Mated to AMG’s hand-built 4.0-liter twin-turbocharged V8 is a nine-speed multi-clutch automatic gearbox and variable all-wheel drive system. Other AMG-specific upgrades include an electronically locking rear differential, dynamic (adjustable) engine mounts, a three-stage stability control system, and available carbon ceramic brakes. Thanks in part to a launch control system, the E63 S sedan rockets to 60 mph in 3.3 seconds (the wagon trails by just a tenth of a second) and on to a top speed of 186 mph (please leave your kids at home for that trip). By comparison, BMW’s new M5, with 600hp and 553 lb-ft of torque, blasts to 60 mph in 3.2 seconds and is limited to a top speed of 163 mph.
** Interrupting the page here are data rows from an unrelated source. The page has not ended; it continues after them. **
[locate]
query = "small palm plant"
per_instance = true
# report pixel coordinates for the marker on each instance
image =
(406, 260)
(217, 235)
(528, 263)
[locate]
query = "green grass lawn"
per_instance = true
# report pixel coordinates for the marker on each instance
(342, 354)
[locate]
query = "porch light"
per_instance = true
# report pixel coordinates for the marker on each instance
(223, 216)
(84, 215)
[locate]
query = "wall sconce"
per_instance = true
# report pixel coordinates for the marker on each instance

Lap after lap, the E63 S delivers consistent braking, acceleration, and handling performance to satisfy any enthusiast
Two things become immediately apparent as we pilot the E63 S wagon around NCM Motorsports Park’s 3.2-mile course: first, this thing is heavy (4,697 pounds to be precise), and second, AMG masks that heft brilliantly. Gripping with Michelin Pilot Sport 4S tires, the E63 S wagon shuttles torque wherever it’s needed to slingshot out of corners. Not that it requires the momentum; once a straight comes into view, the bi-turbo V8 roars its way towards the next braking point. In no time, we’re digging into the carbon ceramic brakes to shear off speed before pitching into a corner. Smooth inputs and a modicum of restraint keeps all four of the E63’s tires on rails, but the wagon’s big arse loves to come ‘round when we hop on the throttle a bit early or trail brake too aggressively. In those moments of oversteer, though, reeling the wagon back in is little trouble.
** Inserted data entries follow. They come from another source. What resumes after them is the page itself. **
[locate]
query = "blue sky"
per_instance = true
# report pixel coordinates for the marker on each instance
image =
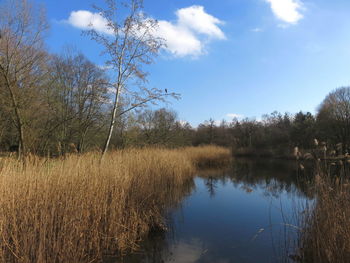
(233, 57)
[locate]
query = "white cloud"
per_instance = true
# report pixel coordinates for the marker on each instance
(234, 115)
(86, 20)
(191, 32)
(257, 30)
(195, 18)
(187, 36)
(289, 11)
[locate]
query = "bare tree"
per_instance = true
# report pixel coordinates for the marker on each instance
(129, 42)
(22, 60)
(76, 98)
(334, 116)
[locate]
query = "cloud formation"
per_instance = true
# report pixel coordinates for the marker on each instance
(234, 115)
(86, 20)
(187, 36)
(289, 11)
Hour after hour, lap after lap, both the E63 S sedan and wagon deliver consistent braking, acceleration, and handling performance to satisfy any enthusiast. At day’s end, we use our biggest puppy dog eyes when asking permission to try “drift mode” – a sub-selection within Race mode that turns the E63 S into a completely rear-drive vehicle – but to no avail. Instead, Tommy Kendall (racing driver and television broadcaster) puts on a drifting demo to separate the last tread from some well-used tires.
Mercedes-AMG offers a four-year/50,000-mile new car warranty to match its luxury rivals, but while BMW, Audi, and Cadillac offer complimentary scheduled maintenance (for varied terms), E63 S buyers must pay for all service from day one. Owners of the previous generation of E63 sedan and wagon report general positive experiences with rare instances of unscheduled repairs. Though the E63 S is new and therefore unproven, the E-Class on which it’s based has been out for a couple years without major red flags.
How DT would configure this car
Our perfect E63 S 4Matic+ has “wagon” in its title and sleeper sensibilities. Painted obsidian black metallic with matte black forged alloy wheels, you wouldn’t want to meet this brooding beast in a dark alley. Inside, we prefer our seating surfaces coated in nut brown Nappa leather and contrasted by natural grain black ash wood. Add in the AMG Premium Package ($3,600) for Mercedes-Benz’s full suite of driver aids, a surround view camera system, and a head-up display. Our final add-on is massaging front seats with rapid heating ($1,770). The final tally on our 2018 Mercedes-AMG E63 S 4Matic+ Wagon is $115,885 including destination and handling fees.
There isn’t a sane reason for 603 horsepower in a sedan or station wagon – and that’s what makes the Mercedes-AMG E63 S 4Matic+ so beguiling. Leave the giant wings, dihedral doors, and inch-high ground clearance to the supercars, but take the ludicrous acceleration with you on the way to soccer practice. Is there such a thing as a carpool waiting list?